Use the SET_SCALING_FACTOR function to change your database's scaling factor. The scaling factor can be an integer between 1 and 32.

=> SELECT SET_SCALING_FACTOR(12);
SET_SCALING_FACTOR
--------------------
 SET
(1 row)

4 - Local data segmentation

By default, the scaling factor only has an effect when Vertica rebalances the database.

By default, the scaling factor only has an effect when Vertica rebalances the database. During rebalancing, nodes break the projection segments they contain into storage containers which they can quickly move to other nodes.

This process is more efficient than re-segmenting the entire projection (in particular, less free disk space is required), but it still has significant overhead, since storage containers have to be separated into local segments, some of which are then transferred to other nodes. This overhead is not a problem if you rarely add or remove nodes from your database.

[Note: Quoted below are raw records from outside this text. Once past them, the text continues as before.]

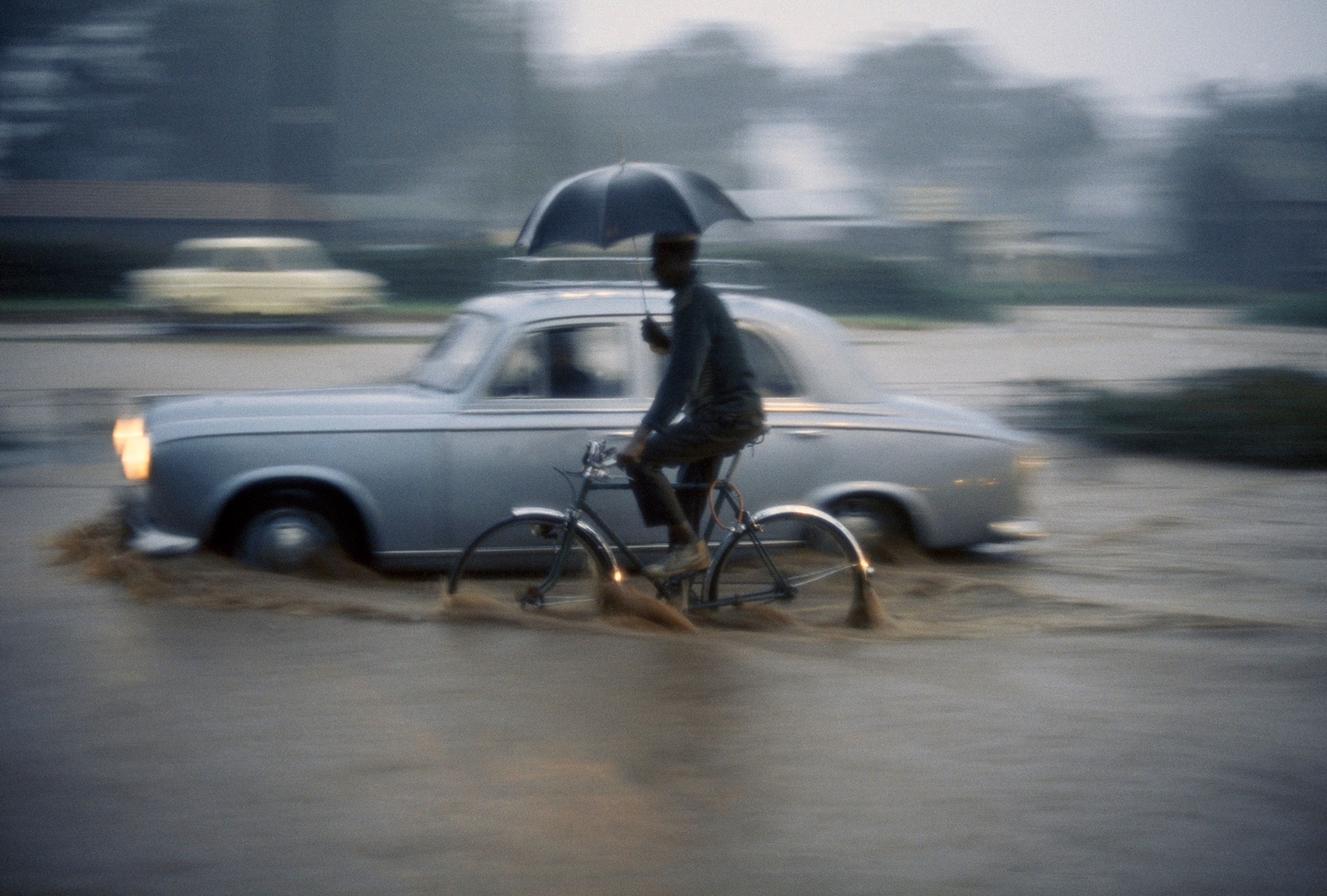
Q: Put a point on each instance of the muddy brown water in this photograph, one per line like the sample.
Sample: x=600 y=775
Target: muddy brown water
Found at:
x=1134 y=704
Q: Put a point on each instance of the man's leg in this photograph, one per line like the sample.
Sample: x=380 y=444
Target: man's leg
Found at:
x=698 y=474
x=683 y=444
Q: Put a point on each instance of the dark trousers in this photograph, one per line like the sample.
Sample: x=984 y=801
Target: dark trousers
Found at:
x=698 y=449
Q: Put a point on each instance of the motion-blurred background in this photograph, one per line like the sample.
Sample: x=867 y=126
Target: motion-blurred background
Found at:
x=1042 y=148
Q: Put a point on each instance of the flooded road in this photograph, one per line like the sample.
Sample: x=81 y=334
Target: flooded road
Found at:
x=1132 y=705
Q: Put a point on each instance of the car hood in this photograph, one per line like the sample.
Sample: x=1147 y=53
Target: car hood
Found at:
x=937 y=415
x=380 y=408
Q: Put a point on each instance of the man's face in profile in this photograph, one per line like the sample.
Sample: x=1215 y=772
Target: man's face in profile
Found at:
x=672 y=266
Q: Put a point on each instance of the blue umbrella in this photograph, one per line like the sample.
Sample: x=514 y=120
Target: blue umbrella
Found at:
x=612 y=203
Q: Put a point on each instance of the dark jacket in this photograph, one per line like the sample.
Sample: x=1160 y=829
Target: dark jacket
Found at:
x=708 y=374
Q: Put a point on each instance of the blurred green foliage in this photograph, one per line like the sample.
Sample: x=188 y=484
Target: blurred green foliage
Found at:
x=1267 y=416
x=70 y=270
x=839 y=283
x=1302 y=310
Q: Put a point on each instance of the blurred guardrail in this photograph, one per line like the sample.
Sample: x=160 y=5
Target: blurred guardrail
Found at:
x=48 y=417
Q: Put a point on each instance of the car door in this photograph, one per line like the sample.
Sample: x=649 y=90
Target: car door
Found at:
x=559 y=386
x=242 y=274
x=790 y=461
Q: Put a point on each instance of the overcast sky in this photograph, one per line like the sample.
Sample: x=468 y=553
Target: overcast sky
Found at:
x=1140 y=54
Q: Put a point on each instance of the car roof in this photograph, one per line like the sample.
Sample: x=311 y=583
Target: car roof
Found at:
x=821 y=348
x=247 y=242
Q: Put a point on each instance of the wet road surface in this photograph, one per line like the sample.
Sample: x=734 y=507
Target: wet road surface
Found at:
x=1132 y=705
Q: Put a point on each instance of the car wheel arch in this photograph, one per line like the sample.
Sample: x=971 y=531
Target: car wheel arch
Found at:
x=355 y=527
x=909 y=506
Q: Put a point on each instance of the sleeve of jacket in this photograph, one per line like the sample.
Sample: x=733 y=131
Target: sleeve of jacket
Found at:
x=690 y=347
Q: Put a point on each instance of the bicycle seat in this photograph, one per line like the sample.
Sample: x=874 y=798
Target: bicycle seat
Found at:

However, if your database is growing rapidly and is constantly busy, you may find the process of adding nodes becomes disruptive. In this case, you can enable local segmentation, which tells Vertica to always segment its data based on the scaling factor, so the data is always broken into containers that are easily moved. Having the data segmented in this way dramatically speeds up the process of adding or removing nodes, since the data is always in a state that can be quickly relocated to another node. The rebalancing process that Vertica performs after adding or removing a node just has to decide which storage containers to relocate, instead of first having to first break the data into storage containers.

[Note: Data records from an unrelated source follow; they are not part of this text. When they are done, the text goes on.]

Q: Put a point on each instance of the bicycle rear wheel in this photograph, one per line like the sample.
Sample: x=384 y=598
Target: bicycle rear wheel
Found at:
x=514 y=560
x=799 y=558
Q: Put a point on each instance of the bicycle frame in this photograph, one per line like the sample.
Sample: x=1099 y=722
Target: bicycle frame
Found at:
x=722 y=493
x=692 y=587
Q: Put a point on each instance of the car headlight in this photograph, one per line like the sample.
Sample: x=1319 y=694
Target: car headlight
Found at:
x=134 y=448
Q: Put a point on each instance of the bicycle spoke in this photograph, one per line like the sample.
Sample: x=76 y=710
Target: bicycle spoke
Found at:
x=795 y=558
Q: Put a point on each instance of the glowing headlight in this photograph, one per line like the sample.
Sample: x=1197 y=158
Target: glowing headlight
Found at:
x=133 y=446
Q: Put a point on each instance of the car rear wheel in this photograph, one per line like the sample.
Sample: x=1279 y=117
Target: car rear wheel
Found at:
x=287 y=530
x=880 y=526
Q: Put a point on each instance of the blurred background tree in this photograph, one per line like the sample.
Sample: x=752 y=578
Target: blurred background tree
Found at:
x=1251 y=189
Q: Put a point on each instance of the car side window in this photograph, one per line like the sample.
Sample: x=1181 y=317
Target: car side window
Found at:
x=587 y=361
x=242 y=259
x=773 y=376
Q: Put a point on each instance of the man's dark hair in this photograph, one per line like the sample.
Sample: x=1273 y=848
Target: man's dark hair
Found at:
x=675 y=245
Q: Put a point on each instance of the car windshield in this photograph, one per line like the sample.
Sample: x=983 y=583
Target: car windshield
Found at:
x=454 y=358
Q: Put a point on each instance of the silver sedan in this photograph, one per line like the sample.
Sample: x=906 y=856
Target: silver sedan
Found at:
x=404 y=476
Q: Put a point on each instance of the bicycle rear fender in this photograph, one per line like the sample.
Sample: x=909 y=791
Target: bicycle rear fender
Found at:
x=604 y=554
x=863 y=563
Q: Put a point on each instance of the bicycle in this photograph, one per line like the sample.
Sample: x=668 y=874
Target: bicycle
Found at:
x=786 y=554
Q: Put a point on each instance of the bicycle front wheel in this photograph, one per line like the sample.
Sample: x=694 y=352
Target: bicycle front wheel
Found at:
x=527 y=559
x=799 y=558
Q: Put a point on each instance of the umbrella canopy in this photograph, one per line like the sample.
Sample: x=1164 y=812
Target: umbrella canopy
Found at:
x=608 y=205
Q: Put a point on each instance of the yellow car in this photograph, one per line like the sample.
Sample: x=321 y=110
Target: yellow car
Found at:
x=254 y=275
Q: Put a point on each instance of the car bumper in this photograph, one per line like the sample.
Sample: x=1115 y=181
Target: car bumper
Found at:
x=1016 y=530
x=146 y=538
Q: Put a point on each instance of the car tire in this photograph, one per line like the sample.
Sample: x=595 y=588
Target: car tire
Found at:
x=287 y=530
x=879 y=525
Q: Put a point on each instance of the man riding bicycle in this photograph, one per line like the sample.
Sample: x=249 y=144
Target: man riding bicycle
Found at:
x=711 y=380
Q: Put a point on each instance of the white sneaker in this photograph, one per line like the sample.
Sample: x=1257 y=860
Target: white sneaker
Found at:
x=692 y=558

Local data segmentation increases the number of storage containers stored on each node. This is not an issue unless a table contains many partitions. For example, if the table is partitioned by day and contains one or more years. If local data segmentation is enabled, then each of these table partitions is broken into multiple local storage segments, which potentially results in a huge number of files which can lead to ROS "pushback." Consider your table partitions and the effect enabling local data segmentation may have before enabling the feature.

4.1 - Enabling and disabling local segmentation

To enable local segmentation, use the ENABLE_LOCAL_SEGMENTS function.

To enable local segmentation, use the ENABLE_LOCAL_SEGMENTS function. To disable local segmentation, use the DISABLE_LOCAL_SEGMENTATION function:

=> SELECT ENABLE_LOCAL_SEGMENTS();
ENABLE_LOCAL_SEGMENTS
-----------------------
 ENABLED
(1 row)


=> SELECT is_local_segment_enabled FROM elastic_cluster;
 is_enabled
------------
 t
(1 row)

=> SELECT DISABLE_LOCAL_SEGMENTS();
 DISABLE_LOCAL_SEGMENTS
------------------------
 DISABLED
(1 row)

=> SELECT is_local_segment_enabled FROM ELASTIC_CLUSTER;
 is_enabled
------------
 f
(1 row)

5 - Elastic cluster best practices

The following are some best practices with regard to local segmentation.

Note

You should always perform a database backup before and after performing any of the operations discussed in this topic. You need to back up before changing any elastic cluster or local segmentation settings to guard against a hardware failure causing the rebalance process to leave the database in an unusable state. You should perform a full backup of the database after the rebalance procedure to avoid having to rebalance the database again if you need to restore from a backup.

When to enable local data segmentation

Local data segmentation can significantly speed up the process of resizing your cluster. You should enable local data segmentation if:

your database does not contain tables with hundreds of partitions.
the number of nodes in the database cluster is a power of two.
you plan to expand or contract the size of your cluster.

Local segmentation can result in an excessive number of storage containers with tables that have hundreds of partitions, or in clusters with a non-power-of-two number of nodes. If your database has these two features, take care when enabling local segmentation.